What triggers migration?
- The most accepted reasoning is a response to the uneven distribution of opportunities over space. This, in turn, creates both benefits and problems for the areas people migrate from, and to. These consequences can be observed in economic, social, cultural, political and demographic terms.
- The first and most obvious cause and consequence for the source region is economic. The remittances sent by migrants not only sustain the families but also help in ground-level capital formation such as housing infrastructure, and funds for the education and healthcare of the family members left behind.
- The social impacts of migration are multifold. Migration leads to innovative ideas on new technologies, work culture, social mores and awareness of rights, besides intermixing of people from diverse cultures. It leads to the evolution of a unique composite culture, breaking up the narrow considerations and widening the mental horizon of the people at large.
- Migrants of all skill levels—from gig workers to healthcare professionals—spawn creativity, nourish the human spirit and spur economic growth.
- The state of Kerala has been proactive in initiating social welfare schemes for migrant workers.
- While other states in the country use the term “migrant workers”, Kerala calls them “guest workers” and “replacement workers”.
- Kerala is a pioneer in instituting social welfare programmes for migrant workers. The state education department has launched an inclusive programme for the education of children of migrant workers.
- In Kerala, the Kudumbashree initiative for women’s empowerment and poverty eradication included migrant workers from other states. During the lockdown imposed to deal with the Covid-19 pandemic, the Kerala government ran more than 15,000 relief camps for migrant workers. Community kitchens in panchayats ensured no migrant workers went hungry.
- The Kerala Department of Health and Family Welfare, through the National Health Mission (NHM), introduced “link workers” in 2020 to enhance access to healthcare for migrant families. Leaders identified among these workers were trained to provide information about the state’s healthcare services.
- The social justice department has set up mobile crèches for children of migrant workers at their places of work and construction sites.

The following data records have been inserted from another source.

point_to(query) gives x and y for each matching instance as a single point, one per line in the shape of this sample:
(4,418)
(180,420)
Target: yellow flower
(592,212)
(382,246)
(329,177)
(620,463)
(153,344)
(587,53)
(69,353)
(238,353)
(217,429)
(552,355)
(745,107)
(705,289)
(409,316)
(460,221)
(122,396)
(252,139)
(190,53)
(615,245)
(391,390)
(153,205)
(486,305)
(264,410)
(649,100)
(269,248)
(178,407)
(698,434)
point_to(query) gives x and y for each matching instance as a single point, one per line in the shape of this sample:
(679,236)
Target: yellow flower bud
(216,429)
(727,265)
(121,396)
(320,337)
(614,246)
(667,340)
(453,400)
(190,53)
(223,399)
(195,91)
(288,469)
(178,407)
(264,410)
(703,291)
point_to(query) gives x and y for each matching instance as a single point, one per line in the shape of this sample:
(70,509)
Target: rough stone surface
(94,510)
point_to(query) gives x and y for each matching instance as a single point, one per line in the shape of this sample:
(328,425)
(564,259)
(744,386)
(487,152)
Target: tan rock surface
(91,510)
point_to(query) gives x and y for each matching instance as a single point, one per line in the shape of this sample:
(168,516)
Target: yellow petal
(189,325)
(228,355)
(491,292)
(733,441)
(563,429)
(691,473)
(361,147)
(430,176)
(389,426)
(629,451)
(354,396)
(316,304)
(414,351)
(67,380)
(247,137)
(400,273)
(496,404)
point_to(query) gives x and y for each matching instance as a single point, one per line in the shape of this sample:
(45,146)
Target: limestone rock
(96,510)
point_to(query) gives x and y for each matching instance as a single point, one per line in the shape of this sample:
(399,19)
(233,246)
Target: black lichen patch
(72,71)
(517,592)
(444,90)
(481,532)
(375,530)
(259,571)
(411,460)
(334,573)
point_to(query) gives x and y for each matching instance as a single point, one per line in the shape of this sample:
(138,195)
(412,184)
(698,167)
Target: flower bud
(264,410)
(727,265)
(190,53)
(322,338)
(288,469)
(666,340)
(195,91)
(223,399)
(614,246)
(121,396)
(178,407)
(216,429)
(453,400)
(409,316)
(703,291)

- The Department of Labour and Skills (DOLS) of the Kerala government launched three “worker facilitation centres”, one each in south, central and north Kerala.
- The state has also launched its own Interstate Migrant Workers Welfare Scheme (ISMWWS-2010), which includes insurance and housing programmes.
- The challenges faced by migrants are still to be fully addressed. Unless we view migrant workers as a dynamic part of a changing India, we will not be able to lead towards an inclusive society.